AMD , in partnership with Square Enix studio Crystal Dynamics, is determined to end the era of "totally unrealistic hair" in video games. Yes, we're serious. As AMD explains, we've all been duped in the 3D era by short haircuts, updos, and even non-removable helmets, all of which are attempts to disguise the problem of unrealistic hair. Oh, the outrage! Fear not, fellow gamers, AMD's " TressFX Hair " technology signals an end to those hideous hair days.
All jesting aside, the result of AMD's efforts is more realistic looking hair. It's achieved by utilizing DirectCompute to perform real-time physics simulations for TressFX Hair. It's already featured on Lara Croft in the 2013 release of Tomb Raider.
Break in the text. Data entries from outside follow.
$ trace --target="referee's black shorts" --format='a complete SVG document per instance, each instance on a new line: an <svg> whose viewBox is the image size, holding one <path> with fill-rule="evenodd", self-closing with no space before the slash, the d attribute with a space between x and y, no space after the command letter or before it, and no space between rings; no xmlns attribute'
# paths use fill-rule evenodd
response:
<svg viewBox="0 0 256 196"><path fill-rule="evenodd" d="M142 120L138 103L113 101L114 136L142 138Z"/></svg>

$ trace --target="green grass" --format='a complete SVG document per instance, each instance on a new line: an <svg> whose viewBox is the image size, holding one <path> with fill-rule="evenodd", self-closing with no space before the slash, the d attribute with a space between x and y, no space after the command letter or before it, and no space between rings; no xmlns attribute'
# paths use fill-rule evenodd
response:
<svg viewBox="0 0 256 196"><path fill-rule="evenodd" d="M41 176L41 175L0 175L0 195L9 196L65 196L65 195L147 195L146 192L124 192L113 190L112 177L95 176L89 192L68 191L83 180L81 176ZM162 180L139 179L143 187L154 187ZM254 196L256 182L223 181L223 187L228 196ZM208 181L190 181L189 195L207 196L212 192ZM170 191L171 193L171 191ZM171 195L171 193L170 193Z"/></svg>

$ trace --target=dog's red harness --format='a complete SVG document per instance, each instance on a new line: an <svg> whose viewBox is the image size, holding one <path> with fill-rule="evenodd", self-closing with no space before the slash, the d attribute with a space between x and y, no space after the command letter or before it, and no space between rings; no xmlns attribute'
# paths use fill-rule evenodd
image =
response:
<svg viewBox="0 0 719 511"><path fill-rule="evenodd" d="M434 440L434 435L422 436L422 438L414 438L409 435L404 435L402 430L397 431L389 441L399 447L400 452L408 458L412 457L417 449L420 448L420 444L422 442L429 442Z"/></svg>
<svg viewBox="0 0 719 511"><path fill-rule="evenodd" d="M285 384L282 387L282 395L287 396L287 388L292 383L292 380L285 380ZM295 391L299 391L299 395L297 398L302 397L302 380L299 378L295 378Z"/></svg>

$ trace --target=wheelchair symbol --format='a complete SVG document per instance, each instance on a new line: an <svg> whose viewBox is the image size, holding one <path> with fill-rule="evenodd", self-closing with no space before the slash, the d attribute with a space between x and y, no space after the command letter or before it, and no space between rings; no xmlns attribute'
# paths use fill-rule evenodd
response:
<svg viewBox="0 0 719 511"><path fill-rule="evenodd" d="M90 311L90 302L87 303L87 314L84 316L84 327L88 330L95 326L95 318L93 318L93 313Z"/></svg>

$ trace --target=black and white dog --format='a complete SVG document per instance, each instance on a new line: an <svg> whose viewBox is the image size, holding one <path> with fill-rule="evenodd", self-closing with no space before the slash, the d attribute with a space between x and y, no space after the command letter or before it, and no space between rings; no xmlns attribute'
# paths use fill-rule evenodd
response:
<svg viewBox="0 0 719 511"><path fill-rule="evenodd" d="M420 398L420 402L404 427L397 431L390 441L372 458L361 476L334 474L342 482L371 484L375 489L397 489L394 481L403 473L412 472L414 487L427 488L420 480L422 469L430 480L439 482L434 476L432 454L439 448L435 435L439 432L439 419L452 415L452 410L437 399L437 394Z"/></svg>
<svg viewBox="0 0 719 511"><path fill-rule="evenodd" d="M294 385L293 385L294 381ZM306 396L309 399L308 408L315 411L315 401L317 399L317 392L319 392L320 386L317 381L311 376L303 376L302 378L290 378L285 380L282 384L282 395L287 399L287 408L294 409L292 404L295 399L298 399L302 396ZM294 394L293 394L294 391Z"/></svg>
"This physics system treats each strand of hair as a chain with dozens of links, permitting for forces like gravity, wind and movement of the head to move and curl Lara's hair in a realistic fashion," AMD explains in a blog post. "Further, collision detection is performed to ensure that strands do not pass through one another, or other solid surfaces such as Lara’s head, clothing and body. Finally, hair styles are simulated by gradually pulling the strands back towards their original shape after they have moved in response to an external force."
DirectCompute isn't exclusive to AMD, and as such, the technology works on any DirectX 11 graphics card. Of course, AMD believes its own hardware is best suited, pointing out that cards featuring the Graphics Core Next (GCN) architecture are particularly well-equipped for these kinds of tasks because of fast on-chip shared memory and massive processing throughput. Nevertheless, if Nvidia wanted to, it could also support TressFX Hair.